Side note - generally speaking you don't do the mould split in the original part file. You probably know that but in case you didn't.
See basic problem at zero draft point = fight of draft vs fillets below.
The problem with the parting surface may be that when you make the parting line, you are asking it to split faces, and it makes an undercut around each of the steps in the PL. At least, that is what it was doing for me. So I turned off the split faces option, and just semi-manually selected the parting line between the fillet and the thickness face, and then it does the parting surface beautifully. It's slightly off because technically the edge of the fillet isn't exactly at the PL when the side faces have draft, but it's pretty close.
I haven't done this in a while, it's actually kind of fun.
Matt I see what you are saying but I think really the OP should look at his part design and understand that it needs fixing.
I'm assuming this is an academic exercise just to see how the tools work.

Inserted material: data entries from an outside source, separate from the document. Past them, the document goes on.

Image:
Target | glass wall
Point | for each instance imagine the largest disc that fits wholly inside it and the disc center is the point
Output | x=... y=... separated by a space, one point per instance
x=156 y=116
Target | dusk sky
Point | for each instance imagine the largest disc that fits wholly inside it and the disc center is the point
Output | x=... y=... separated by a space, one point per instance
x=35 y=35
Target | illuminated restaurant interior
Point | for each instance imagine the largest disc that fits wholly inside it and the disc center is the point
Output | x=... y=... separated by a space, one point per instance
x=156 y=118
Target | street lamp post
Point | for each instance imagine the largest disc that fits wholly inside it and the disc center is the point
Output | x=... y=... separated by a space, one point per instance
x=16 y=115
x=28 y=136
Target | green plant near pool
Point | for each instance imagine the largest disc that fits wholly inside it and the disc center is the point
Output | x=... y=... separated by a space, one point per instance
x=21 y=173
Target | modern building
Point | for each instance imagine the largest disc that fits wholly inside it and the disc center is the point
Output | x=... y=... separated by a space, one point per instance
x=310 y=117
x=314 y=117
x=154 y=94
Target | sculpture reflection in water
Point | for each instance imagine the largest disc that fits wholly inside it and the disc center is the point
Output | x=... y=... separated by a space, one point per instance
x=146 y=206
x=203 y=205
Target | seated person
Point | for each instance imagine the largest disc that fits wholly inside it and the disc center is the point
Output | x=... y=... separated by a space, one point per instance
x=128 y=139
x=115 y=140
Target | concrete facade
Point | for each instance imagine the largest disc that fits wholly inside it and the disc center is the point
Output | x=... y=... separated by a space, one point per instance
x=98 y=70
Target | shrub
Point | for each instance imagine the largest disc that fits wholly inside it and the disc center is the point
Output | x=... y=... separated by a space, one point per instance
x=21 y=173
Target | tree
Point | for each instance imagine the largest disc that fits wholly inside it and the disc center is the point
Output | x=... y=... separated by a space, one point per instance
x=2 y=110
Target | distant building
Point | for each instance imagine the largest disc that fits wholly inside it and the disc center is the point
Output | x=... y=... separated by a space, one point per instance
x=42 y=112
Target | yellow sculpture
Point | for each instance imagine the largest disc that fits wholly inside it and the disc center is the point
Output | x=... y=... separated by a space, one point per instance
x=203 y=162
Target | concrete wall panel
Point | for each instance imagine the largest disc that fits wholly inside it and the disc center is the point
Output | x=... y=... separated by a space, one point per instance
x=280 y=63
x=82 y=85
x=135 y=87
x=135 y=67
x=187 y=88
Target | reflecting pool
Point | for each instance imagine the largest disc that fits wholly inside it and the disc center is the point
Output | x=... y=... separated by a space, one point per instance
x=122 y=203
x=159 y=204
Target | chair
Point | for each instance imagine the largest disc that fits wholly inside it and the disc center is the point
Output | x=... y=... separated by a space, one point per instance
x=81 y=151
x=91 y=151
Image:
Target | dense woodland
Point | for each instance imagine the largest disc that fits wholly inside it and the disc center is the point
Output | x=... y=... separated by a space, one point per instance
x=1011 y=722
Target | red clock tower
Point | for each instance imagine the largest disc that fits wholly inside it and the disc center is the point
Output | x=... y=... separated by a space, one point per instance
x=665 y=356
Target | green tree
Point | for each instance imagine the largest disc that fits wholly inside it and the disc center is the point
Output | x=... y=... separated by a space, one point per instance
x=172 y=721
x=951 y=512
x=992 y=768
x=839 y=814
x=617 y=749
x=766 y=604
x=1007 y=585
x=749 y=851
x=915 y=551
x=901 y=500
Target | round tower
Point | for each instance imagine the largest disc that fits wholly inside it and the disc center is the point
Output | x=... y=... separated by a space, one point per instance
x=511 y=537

If this were a real project, you would want to be more deliberate about adding a parting line with draft to both sides, or eliminate the fillet so that the parting surface is coplanar with one face of the part.
You should probably work with your tooling guy to get an idea exactly how to split the part. That's the best way to learn how to design for molding. Of course you get 10 molders in a room, and they'll have 5 different ways to mold the part, but you need to get a feel for what is possible and what is not. The funny parting line the first response shows is caused by the combination of the step in the PL and the fillet. This is why you need to be more deliberate about the PL, plus the fact that the tooling guy is probably going to want more draft around the passing shut off at the PL step.
Designing for plastics processes is a bit of a rabbit hole - it goes as deep as you're willing to follow it.